Patient affordability: while biosimilars offer the potential for cost savings, substantial discounts have not yet been observed in the US and, consequently, affordability challenges remain for many patients who must pay a proportion of the drug cost via a co-payment or co-insurance.
Expansion of the biosimilar category: some categories of products, such as hormones and insulin, are considered biologics in Europe but were not categorized as such by the FDA. This prevented manufacturers of biosimilars versions of these products from attaining marketing authorizations for their products via the aBLA approval route.
Future Outlook
In 2020, US biosimilar market shares began to show an upward trend.
Figure 2: Biosimilar market share development 2016-2020.
There are some recent policy changes that could help drive biosimilar uptake now and in the future:
Grassley-Wyden Bill: if passed, part of this bill would incentivize biosimilar uptake in Medicare Part B by increasing the physician add-on payment for biosimilars by 2% for the first five years after their market introduction (i.e., the total reimbursement would be ASP + 8%, rather than ASP + 6%).
The S 3466 Bill: if passed, this bill would waive all out-of-pocket expenses for a biosimilar covered under Medicare Part B.
Additional Medicare Part D specialty tier: under the final rule, CMS will allow Medicare Part D plans to add a second specialty formulary tier for preferred, lower-cost specialty drugs that carry lower cost-sharing obligations for patients. Accordingly, this will incentivize beneficiaries to select lower-cost versions of a biologic.
Interchangeability status: several biosimilars, such as Cyltezo and Semglee, are seeking interchangeability status (a designation meaning that the product “can be expected to produce the same clinical result as the reference product in any given patient”). If approved, this would permit pharmacy level automatic substitution without the need for the pharmacist to consult the prescribing physician and could have a significant impact on physician perceptions of and clinical confidence in biosimilars. The approval of the first interchangeable biosimilar could also prompt further change in biosimilar management. For instance, Medicare have stated that when “interchangeable biological products become available, we would consider whether additional regulatory changes would be warranted.”

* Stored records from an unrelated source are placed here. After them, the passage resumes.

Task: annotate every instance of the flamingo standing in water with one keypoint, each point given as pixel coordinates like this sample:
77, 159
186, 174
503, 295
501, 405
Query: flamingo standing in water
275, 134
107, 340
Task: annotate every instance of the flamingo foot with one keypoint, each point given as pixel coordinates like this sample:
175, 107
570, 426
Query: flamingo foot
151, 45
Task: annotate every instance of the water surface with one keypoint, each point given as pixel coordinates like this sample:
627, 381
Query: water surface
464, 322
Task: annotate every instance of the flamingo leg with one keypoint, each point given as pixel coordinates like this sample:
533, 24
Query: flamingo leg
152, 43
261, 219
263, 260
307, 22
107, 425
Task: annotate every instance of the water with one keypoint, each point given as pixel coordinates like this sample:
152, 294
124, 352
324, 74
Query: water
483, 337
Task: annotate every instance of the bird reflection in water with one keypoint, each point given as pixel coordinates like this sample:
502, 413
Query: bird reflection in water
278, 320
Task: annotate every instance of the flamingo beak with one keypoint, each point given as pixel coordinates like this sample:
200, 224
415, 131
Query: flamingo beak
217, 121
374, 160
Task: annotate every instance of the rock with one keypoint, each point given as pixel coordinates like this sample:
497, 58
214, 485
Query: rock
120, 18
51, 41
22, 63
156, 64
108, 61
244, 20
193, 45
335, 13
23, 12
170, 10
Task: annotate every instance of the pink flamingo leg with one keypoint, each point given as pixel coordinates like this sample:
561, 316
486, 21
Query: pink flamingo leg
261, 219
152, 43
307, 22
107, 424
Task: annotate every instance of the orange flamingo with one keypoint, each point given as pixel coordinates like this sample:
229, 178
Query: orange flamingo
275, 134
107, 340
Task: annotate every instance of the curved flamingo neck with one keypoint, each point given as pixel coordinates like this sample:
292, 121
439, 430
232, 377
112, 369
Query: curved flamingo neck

New utilization management policies: several private payers are taking steps to implement utilization management policies that favor biosimilars. These include the creation of a biosimilar tier with lower out-of-pocket costs for patients, requiring additional justification for use of originator biologics or implementing preferential physician reimbursement rates for biosimilars compared to originator biologics. However, even if formularies prefer biosimilars for new patients, without interchangeability status, payers could permit currently treated patients to remain on the originator biologic.
Perhaps the biggest impact will be seen once certain patent litigations are resolved, allowing a significant number of biosimilars to launch, leading to a dramatic increase in biosimilar competition. This could impact the level of discounting observed for US biosimilars, which to date has been around 9%-24%. However, due to the structure of the US P&MA system it seems unlikely that the 70%-80% discounts seen in some European markets would ever be realized in the US. Accordingly, the most impactful ways to drive biosimilar uptake will likely be through initiatives that focus on addressing physician and patient concerns about biosimilars, improving biosimilar access, and improving the patient affordability of biosimilar medicines.